ルーティンだけでなくイノベーションを起こそう。

目次

ルーティンとイノベーションとは

会社には2つの機能が求められます。それは「ルーティン」と「イノベーション」です。

これら2つはどちらも大切な機能ですが、会社では2つがうまく機能していないケースやルーティンがイノベーションを損なってしまうケースがしばしば見られます。

では、ルーティンとイノベーションとはどのような機能でしょうか。まずそれについて説明したいと思います。

ルーティンとイノベーションを簡単に述べると次のようになります。

① ルーティン・・・・・・同じ業務を安定的に繰り返し、同じものを生み出す機能

➡ 低負荷で効率的に損失を抑えながら同じことを繰り返し、安定的に同様の成果を多数生み出し続けること。

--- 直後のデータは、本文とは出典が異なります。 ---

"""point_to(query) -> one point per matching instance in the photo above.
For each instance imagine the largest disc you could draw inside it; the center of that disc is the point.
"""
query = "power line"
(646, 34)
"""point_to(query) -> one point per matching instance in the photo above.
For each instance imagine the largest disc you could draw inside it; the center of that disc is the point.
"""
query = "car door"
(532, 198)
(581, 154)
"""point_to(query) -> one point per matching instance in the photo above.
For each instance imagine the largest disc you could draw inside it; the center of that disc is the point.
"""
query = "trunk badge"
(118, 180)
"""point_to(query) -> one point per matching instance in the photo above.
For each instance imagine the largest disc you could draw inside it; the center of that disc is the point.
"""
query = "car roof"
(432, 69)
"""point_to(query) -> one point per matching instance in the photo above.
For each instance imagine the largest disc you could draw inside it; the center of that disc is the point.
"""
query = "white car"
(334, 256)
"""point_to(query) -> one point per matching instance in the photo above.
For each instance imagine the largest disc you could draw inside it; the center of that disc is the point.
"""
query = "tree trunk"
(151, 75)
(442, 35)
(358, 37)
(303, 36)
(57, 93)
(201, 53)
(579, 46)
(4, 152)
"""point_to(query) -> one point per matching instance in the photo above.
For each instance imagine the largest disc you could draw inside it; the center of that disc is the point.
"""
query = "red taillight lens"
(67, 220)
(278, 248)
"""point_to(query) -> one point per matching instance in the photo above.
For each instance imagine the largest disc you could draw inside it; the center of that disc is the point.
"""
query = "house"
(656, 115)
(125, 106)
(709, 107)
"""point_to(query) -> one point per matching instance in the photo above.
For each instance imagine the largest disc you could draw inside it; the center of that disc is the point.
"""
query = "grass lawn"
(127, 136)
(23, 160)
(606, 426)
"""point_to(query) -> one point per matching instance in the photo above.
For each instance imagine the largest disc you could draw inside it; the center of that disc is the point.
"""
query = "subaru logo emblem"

(関連ワード:論理性、習慣化、標準化、規格化、垂直思考、アルゴリズム、自動化など)

② イノベーション・・新しい価値ある成果を生み出す機能

➡ これまでにないものを探したり試したり組み合わせたりし新しい価値ある成果を創造すること。

(関連ワード:創造性、起業家精神、新規開発、創出、水平思考など)

少し例を用いて説明すると、①ルーティンとは工場における製品の製造や店舗における商品・サービスの販売や提供、または役所における事務手続きのような繰り返し業務のことです。

一方、②イノベーションは今までにない新商品や新サービスや新事業を開発し生み出すことです。それは同じことの繰り返しではなく、クリエイティビティによって新しい変化を作る仕事です。

先にも述べたように、これら2つの機能はいずれも大切なものですが、会社において人はそれらを十分理解していないため、それらをうまく機能させることができず生産性や創造性を落としてしまうことがあります。よって、もう少し詳しく2つの機能について整理して理解をふかめたいと思います。

ルーティンとイノベーションの生み出す成果の違い

まず、ルーティンとイノベーションが違っている点はそれらが生み出すアウトプット(成果)です。

ルーティンのアウトプットは従来生み出してきたものと同じのものであり、ルーティンの機能はこれまで生み出し続けてきたものを同じプロセスで安定的・効率的に生み出し続けることです。ルーティンは新しいものを生み出すということはないため、社外の環境が変わらず、市場や顧客のニーズや競合他社の動きが変わらなければ、問題なく従来と同じアウトプットで会社は収益を上げることができます。しかし、社会や環境の変化が起こり、市場ニーズが変われば、これまでに売ってきた商品やサービスは陳腐化して売れなくなるため、イノベーションが必要となります。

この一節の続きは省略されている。